= Ion-exchange membrane =

Type of semi-permeable membrane

An ion-exchange membrane is a semi-permeable membrane that transports certain dissolved ions, while blocking other ions or neutral molecules.

Ion-exchange membranes are therefore electrically conductive. They are often used in desalination and chemical recovery applications, moving ions from one solution to another with little passage of water.

Important examples of ion-exchange membranes include the proton-exchange membranes, that transport H^{+} cations, and the anion exchange membranes used in certain alkaline fuel cells to transport OH^{−} anions.

==Structure and composition==
An ion-exchange membrane is generally made of organic or inorganic polymer with charged (ionic) side groups, such as ion-exchange resins. Anion-exchange membranes contain fixed cationic groups with predominantly mobile anions; because anions are the majority species, most of the conductivity is due to anion transport. The reverse holds for cation-exchange membranes.

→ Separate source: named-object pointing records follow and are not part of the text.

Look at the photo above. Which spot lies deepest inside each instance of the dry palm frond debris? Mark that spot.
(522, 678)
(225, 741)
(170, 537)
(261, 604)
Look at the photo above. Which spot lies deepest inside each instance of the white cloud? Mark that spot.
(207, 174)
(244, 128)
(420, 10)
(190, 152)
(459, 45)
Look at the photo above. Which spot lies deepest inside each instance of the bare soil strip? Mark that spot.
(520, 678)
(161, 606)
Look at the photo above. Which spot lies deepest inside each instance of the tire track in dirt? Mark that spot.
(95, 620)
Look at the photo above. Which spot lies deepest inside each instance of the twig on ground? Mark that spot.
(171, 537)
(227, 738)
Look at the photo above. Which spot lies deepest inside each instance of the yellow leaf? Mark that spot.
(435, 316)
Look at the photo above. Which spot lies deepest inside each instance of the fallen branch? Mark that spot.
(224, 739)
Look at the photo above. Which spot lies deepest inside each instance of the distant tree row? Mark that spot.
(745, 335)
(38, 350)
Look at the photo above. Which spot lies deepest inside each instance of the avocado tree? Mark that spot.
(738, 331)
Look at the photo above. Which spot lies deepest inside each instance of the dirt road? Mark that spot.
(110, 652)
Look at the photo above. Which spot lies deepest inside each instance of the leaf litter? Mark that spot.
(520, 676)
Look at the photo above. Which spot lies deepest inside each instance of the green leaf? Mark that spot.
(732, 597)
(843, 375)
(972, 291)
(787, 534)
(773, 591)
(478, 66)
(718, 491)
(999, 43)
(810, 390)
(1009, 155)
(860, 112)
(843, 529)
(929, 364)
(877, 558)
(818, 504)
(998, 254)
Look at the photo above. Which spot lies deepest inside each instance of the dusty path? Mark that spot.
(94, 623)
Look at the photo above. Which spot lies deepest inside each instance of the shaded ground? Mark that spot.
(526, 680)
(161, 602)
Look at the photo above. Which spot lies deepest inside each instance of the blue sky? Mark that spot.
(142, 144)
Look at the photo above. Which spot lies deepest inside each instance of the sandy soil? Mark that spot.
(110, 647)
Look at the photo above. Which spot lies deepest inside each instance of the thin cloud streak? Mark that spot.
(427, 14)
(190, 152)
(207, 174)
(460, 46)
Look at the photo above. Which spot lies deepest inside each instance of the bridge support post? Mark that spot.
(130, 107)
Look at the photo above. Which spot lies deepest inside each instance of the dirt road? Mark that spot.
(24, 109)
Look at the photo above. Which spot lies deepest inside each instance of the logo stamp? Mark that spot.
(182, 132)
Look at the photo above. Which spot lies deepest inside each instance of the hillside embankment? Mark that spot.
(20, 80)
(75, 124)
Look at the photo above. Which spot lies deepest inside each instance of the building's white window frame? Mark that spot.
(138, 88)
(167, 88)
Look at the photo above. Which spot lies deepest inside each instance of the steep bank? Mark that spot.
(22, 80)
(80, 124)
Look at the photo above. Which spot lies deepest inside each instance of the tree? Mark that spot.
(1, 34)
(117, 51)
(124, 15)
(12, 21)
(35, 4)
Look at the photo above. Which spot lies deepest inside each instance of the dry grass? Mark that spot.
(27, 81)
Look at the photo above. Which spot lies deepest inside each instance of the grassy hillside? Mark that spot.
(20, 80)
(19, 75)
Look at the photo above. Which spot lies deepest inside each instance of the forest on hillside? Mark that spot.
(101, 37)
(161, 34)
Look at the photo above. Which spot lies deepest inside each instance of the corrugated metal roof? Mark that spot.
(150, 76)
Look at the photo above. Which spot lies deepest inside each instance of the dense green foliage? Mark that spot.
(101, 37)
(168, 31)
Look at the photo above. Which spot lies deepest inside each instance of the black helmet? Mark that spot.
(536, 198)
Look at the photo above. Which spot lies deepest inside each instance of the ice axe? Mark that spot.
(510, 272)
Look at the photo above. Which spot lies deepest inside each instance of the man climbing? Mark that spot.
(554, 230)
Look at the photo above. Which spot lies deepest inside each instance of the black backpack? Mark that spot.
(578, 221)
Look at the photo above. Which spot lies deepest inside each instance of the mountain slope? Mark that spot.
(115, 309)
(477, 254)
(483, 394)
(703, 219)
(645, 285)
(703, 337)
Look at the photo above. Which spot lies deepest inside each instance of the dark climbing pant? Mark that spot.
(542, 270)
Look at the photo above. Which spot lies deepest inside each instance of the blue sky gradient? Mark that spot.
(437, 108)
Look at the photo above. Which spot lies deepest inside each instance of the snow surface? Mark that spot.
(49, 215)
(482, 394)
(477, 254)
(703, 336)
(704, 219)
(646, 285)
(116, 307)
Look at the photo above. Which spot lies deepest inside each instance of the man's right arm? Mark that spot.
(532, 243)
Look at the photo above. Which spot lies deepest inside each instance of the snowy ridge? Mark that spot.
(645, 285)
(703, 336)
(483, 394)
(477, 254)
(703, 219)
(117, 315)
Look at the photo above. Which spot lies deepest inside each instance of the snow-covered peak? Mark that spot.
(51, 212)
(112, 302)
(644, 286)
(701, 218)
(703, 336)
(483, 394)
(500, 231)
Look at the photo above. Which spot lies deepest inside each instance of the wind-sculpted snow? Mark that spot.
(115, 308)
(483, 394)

The so-called heterogeneous ion-exchange membranes have low cost and a thicker composition with higher resistance and a rough surface that can be subject to fouling. Homogeneous membranes are more expensive, but have a thinner composition with lower resistance and a smooth surface, less susceptible to fouling. Homogeneous membrane surfaces can be modified to alter the membrane permselectivity to protons, monovalent ions, and divalent ions.

==Selectivity==
The selectivity of an ion-exchange membrane is due to Gibbs-Donnan equilibrium and not due to physically blocking or electrostatically excluding specific charged species.

The selectivity to the transport of ions of opposite charges is called its permselectivity.

== Applications ==
Ion-exchange membranes are traditionally used in electrodialysis or diffusion dialysis by means of an electrical potential or concentration gradient, respectively, to selectively transport cationic and anionic species. When applied in an electrodialysis desalination process, anion- and cation-exchange membranes are typically arranged in an alternating pattern between two electrodes (an anode and a cathode) within the electrodialysis stack. A galvanic potential is supplied as a voltage generated at the electrodes.

A typical industrial electrodialysis stack consists of two chambers: a product-water chamber and a concentrate-reject chamber. During stack operation, salts are transferred from the product to the concentrate. As a result, the reject stream is concentrated up while the product stream is desalted.

Exemplary applications of ion-exchange membranes utilized in electrodialysis and EDR include seawater desalination, industrial wastewater treatment of highly scaling waters, food and beverage production, and other industrial wastewaters.